La fraude n’a rien d’inéluctable

Pour faire face à la fraude, les banques doivent dans le même compter sur le management et les équipe et mettre en place des procédures adaptées.

Les banques, dont le premier métier est de manipuler des actifs, sont des cibles de choix pour les réseaux internationaux de fraudeurs. Ces réseaux parviennent à faire embaucher des "taupes" qu’ils activeront au bon moment, lorsque leur cible sera vulnérable. Par exemple lors d’un pic d’activité, la veille d’un pont, lorsqu’un service est en  sous-effectif...

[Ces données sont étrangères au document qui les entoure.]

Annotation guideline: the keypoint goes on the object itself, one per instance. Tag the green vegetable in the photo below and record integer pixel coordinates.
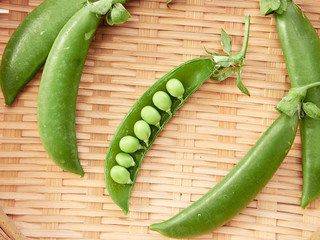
(162, 101)
(31, 42)
(301, 47)
(125, 160)
(191, 74)
(129, 144)
(175, 88)
(236, 190)
(151, 116)
(120, 175)
(142, 130)
(59, 85)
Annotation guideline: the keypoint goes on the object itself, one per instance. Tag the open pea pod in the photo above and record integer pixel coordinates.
(191, 74)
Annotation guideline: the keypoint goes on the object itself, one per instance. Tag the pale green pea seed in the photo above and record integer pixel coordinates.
(129, 144)
(125, 160)
(151, 116)
(175, 88)
(142, 131)
(162, 101)
(120, 175)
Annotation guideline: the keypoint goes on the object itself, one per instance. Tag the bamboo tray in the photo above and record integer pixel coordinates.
(197, 148)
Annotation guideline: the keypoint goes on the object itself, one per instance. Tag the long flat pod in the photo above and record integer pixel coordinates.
(59, 87)
(31, 42)
(180, 83)
(301, 47)
(238, 188)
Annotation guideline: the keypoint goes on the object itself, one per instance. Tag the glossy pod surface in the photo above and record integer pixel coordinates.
(238, 188)
(59, 87)
(301, 47)
(191, 74)
(31, 42)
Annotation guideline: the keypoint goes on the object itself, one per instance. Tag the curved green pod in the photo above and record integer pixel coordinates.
(59, 88)
(198, 70)
(31, 42)
(192, 74)
(238, 188)
(301, 47)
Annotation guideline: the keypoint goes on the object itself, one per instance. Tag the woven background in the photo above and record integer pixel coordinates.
(196, 149)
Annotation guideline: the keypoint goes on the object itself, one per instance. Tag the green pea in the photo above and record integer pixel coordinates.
(151, 116)
(129, 144)
(125, 160)
(120, 175)
(162, 101)
(142, 130)
(175, 88)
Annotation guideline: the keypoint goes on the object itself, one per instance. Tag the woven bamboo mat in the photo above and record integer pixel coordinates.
(197, 148)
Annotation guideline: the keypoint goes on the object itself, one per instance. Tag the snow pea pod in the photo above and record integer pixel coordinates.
(191, 74)
(31, 42)
(301, 48)
(59, 85)
(238, 188)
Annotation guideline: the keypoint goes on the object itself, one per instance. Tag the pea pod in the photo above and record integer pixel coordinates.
(301, 47)
(31, 42)
(191, 74)
(59, 85)
(238, 188)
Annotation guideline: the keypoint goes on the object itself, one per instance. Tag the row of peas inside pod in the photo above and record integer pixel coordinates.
(142, 130)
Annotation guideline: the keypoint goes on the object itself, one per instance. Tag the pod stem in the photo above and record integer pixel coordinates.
(243, 51)
(292, 102)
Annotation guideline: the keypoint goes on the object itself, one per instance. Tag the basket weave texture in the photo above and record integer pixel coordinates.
(196, 149)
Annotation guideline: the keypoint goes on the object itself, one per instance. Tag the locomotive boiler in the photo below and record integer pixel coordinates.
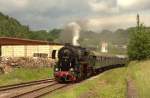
(74, 63)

La prise de conscience :  première étape de la lutte anti-fraude
Le plus difficile pour tous est la prise de conscience : d'une part car on se croit toujours plus fort qu'on ne l'est vraiment, d'autre part car elle implique une remise en cause profonde. Les faits montrent que les fraudes les plus importantes sont internes ! C'est pourquoi l'audit externe est préférable pour identifier les pratiques frauduleuses conduites par des employés.

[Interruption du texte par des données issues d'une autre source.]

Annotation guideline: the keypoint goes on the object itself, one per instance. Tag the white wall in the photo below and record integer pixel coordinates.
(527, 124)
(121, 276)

La clé d'une bonne lutte anti-fraude : capitaliser sur les équipes
Il va de soi que les processus et les outils doivent être sécurisés. Mais c'est principalement auprès des hommes que les efforts doivent se porter. Les agents sont les premiers et les derniers remparts contre la fraude. C'est par eux que peut survenir une fraude. Mais surtout, ce sont eux qui détecteront une bizarrerie. le "truc" qui cloche dans une procédure et qui alertera sur une possible fraude. Car les fraudes les plus difficiles à repérer sont celles qui ressemblent à une situation normale.

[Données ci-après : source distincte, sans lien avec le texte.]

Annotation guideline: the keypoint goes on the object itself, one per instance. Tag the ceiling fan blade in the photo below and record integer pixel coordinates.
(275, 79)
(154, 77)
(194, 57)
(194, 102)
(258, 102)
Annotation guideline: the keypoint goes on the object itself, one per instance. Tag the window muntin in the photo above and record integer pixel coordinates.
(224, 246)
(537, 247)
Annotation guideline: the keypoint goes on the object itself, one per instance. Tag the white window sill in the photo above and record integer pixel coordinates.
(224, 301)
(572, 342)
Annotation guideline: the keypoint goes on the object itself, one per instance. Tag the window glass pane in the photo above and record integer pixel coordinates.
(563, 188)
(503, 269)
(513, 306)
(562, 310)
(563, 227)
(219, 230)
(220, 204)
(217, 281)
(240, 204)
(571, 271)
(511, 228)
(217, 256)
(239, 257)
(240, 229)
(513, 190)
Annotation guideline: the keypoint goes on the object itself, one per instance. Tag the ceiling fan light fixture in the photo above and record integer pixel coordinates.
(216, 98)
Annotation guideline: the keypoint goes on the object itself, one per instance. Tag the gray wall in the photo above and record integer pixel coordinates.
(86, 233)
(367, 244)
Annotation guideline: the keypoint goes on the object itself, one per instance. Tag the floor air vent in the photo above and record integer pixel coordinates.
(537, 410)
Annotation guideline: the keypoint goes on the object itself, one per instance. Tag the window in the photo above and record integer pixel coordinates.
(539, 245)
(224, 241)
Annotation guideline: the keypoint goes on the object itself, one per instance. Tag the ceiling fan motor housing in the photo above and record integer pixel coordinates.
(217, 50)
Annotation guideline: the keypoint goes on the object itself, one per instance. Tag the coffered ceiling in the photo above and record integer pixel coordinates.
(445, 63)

La méthodologie pour freiner les agissements des malveillants
La personne mal intentionnée doit être dissuadée par des règles strictes et appliquées relevant de l'organisation (séparation des pouvoirs, contrôles de second niveau...) et de l'informatique (automatisation, piste d'audit...).
Tous ces process évitent à la personne d'être tentée. Cette stratégie est complétée par une active communication sur les risques qu'elle encourt en cas d'écart à la règle. Et... par des sanctions réelles en cas de fautes détectées.

Un management approprié
L'immense majorité (99,99% !) des honnêtes gens doit quant à elle bénéficier de toute l'attention de son management. Les moyens ne manquent pas. Des actions permettent de rappeler les valeurs de l'entreprise, notamment collectives comme la solidarité des équipes, la proximité du management, la considération réciproque...
Des actions de communication sensibilisent le personnel sur le fait que les sommes engagées ne sont pas que des zéros alignés : les victimes sont bien réelles, l'impact d'une fraude interne est un séisme à l'échelle du service... Des outils sont créés et mis à disposition comme le code de déontologie, des guides de bonnes pratiques, la conduite à tenir en cas de fraude...
D'autres actions de management permettent d'échanger sur les mauvaises expériences et les bonnes pratiques pour assurer la montée en compétence des personnes en matière de lutte anti-fraude.
Après une première phase de sécurisation et de responsabilisation des agents, le management devra trouver le bon équilibre pour entretenir la flamme sans étouffer le souffle des affaires.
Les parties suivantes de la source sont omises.